A PROPOSTA QUE AFINAL NÃO O ERA

por Pedro Sousa em 29 de Setembro de 2010

em Arouca

O PSD de Arouca andou a distribuir pela imprensa uma proposta para reduzir o Imposto Municipal sobre Imóveis (IMI) para edifícios com certificação enegética.

Proposta que, na última Assembleia, deixou de ser proposta e passou a ser recomendação.

Ora, diz o bom senso (pelo menos na minha opinião) que tais propostas/medidas deverão ser alvo de algum estudo cuidado antes de serem apresentadas e publicitadas de forma tão ostensiva.

Vejamos o que aconteceu:

a) A proposta (entretanto passada a recomendação) pareceu tratar-se apenas de uma proposta demagógica, pois remetia para uma quebra de receita da Câmara Municipal sem qualquer indicação de quanto isso significaria. Essa redução de IMI significaria uma perda de quanto? 5.000€? 25.000€? 100.ooo€? 300.000€? Como se pode pedir a alguém que aprove ou concorde com algo deste género sem medir o seu impacto? Ainda se admitia se fosse algo que aumentasse a receita. Agora reduzir…
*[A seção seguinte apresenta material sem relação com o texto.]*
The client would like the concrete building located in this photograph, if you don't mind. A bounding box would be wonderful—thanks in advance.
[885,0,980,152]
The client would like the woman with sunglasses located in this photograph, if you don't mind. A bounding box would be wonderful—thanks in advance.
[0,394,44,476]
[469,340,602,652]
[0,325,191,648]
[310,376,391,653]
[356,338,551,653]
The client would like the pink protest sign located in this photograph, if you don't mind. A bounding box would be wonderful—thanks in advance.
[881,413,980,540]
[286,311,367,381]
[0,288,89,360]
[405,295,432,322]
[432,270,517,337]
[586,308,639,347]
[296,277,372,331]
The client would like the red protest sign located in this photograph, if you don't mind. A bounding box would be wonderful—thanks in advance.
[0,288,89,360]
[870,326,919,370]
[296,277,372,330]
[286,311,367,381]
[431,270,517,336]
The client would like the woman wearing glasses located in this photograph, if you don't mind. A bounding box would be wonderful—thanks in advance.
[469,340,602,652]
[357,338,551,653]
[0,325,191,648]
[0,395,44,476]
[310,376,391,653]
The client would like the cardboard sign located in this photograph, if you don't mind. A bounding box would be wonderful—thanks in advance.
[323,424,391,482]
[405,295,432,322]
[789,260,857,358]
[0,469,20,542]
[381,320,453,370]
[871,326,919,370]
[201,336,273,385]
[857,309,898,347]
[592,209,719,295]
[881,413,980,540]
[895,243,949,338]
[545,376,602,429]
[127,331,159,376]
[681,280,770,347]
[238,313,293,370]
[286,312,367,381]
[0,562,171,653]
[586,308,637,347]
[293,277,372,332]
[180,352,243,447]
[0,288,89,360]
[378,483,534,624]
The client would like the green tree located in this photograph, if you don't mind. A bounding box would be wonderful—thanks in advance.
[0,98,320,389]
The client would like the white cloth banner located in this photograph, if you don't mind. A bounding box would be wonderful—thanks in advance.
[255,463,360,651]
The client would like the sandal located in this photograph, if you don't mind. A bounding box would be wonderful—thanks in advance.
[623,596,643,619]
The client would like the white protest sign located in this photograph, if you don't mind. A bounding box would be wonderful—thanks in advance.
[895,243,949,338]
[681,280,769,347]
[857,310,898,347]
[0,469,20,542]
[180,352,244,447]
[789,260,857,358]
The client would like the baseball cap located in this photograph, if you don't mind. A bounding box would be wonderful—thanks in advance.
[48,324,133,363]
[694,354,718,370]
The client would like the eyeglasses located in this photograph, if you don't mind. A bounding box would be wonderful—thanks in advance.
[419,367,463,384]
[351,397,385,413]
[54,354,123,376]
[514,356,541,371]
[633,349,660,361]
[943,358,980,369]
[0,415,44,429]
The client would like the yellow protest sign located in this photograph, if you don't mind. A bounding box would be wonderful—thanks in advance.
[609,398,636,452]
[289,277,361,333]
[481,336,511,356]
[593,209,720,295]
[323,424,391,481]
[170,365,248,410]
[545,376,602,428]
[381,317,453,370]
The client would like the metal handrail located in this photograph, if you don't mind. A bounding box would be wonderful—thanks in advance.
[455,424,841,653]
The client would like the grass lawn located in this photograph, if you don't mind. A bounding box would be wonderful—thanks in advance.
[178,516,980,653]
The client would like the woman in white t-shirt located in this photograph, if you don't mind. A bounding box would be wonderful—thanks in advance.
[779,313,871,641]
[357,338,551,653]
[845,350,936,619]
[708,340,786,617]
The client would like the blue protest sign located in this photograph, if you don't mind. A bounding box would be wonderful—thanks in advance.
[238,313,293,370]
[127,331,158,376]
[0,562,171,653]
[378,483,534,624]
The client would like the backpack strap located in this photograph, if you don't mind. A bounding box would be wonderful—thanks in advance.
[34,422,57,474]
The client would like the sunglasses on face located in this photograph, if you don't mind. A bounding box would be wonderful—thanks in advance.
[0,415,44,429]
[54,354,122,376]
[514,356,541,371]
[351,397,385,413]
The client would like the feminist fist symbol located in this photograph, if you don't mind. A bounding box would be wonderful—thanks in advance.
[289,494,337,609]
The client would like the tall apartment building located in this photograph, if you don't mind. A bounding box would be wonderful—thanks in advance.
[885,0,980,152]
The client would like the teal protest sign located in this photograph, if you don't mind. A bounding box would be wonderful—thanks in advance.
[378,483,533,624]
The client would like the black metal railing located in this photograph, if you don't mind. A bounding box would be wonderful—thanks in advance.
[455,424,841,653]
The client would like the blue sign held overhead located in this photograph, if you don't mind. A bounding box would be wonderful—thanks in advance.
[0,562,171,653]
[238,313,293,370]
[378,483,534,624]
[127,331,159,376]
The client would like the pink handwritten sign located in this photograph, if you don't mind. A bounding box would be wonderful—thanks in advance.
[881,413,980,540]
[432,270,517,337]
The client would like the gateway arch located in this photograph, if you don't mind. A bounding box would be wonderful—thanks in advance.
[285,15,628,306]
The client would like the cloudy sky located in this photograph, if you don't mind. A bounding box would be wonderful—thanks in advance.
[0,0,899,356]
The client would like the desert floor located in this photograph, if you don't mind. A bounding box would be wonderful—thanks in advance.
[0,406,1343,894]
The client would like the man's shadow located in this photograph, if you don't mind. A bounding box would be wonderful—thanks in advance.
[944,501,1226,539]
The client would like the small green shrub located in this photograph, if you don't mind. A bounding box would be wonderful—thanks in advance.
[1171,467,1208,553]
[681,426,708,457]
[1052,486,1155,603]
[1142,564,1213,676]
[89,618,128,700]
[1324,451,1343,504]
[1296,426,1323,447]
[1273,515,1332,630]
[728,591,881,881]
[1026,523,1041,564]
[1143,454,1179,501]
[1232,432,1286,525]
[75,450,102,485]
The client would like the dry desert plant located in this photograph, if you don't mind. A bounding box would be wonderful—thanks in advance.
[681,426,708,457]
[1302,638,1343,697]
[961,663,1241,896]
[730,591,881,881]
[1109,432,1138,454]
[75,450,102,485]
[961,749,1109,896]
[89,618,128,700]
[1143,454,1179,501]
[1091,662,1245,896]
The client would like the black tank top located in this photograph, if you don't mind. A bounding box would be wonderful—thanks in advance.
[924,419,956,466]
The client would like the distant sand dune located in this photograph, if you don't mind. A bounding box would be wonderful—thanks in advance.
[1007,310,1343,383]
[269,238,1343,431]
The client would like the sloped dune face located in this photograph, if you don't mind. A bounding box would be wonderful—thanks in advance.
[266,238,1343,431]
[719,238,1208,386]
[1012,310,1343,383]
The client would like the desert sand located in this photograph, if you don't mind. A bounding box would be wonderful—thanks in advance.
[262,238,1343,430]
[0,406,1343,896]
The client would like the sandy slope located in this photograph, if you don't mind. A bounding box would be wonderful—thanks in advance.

b) Pior do que isso, de acordo com as pessoas que o grupo do PS contactou, a proposta/recomendação não era possível, pois a lei não o prevê. De acordo com o artigo do Código do IMI que o próprio PSD refere, as reduções de taxas apenas podem ser aplicadas a prédios classificados como de interesse público (que não é o caso), de valor municipal (que não é o caso) ou património cultural (que também não é o caso). Uma recomendação para fazer algo ilegal?

Tendo em consideração ambas as coisas é lícito considerar que tal proposta/recomendação não passou de um facto demagógico… mas entretanto a notícia de menos IMI proposta pela PSD vai andando por aí…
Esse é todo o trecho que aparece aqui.